Top five storylines heading into the NASCAR Cup Series playoffs
By Bob Pockrass
FOX Sports NASCAR Writer
The NASCAR Cup Series playoffs kick off Sunday afternoon with one of the most grueling races of the season in the Southern 500 at Darlington Raceway.
That is quite appropriate. The 10-race playoffs are a grueling two-plus months of pressure for those vying for the title.
Here are five storylines to watch as the playoffs begin.
1. Can Kyle Larson continue to dominate?
Larson didn’t just win five races this year. He also won the NASCAR All-Star Race. And he dominated in many ways, leading 26% of the laps (1,566, with Denny Hamlin next best at 821) and 26% of the miles (2,351 to Hamlin’s 1,004).
As Larson enters his first playoffs driving for Hendrick Motorsports after several seasons at Chip Ganassi Racing, why shouldn’t he continue this roll of dominance into the playoffs? Maybe because he knows winning is hard.

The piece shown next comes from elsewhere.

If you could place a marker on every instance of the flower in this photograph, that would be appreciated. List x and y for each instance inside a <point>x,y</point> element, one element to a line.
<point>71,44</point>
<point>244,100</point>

"[In] 2017, I was really good, and I think we were second in points in the regular season," Larson said. "I felt like I was the second-favorite. And boom, we were out in the first or second round."
Still, Larson is confident this year, though he has just one win in the playoffs in his career.
"I only won six Cup races total before I came to Hendrick," he said. "I don’t think it is concerning at all. I believe our race team can win anywhere right now."
Kyle Busch, who also struggled to win playoff races early in his career, dismissed any thought that Larson wouldn’t rise to the occasion this year.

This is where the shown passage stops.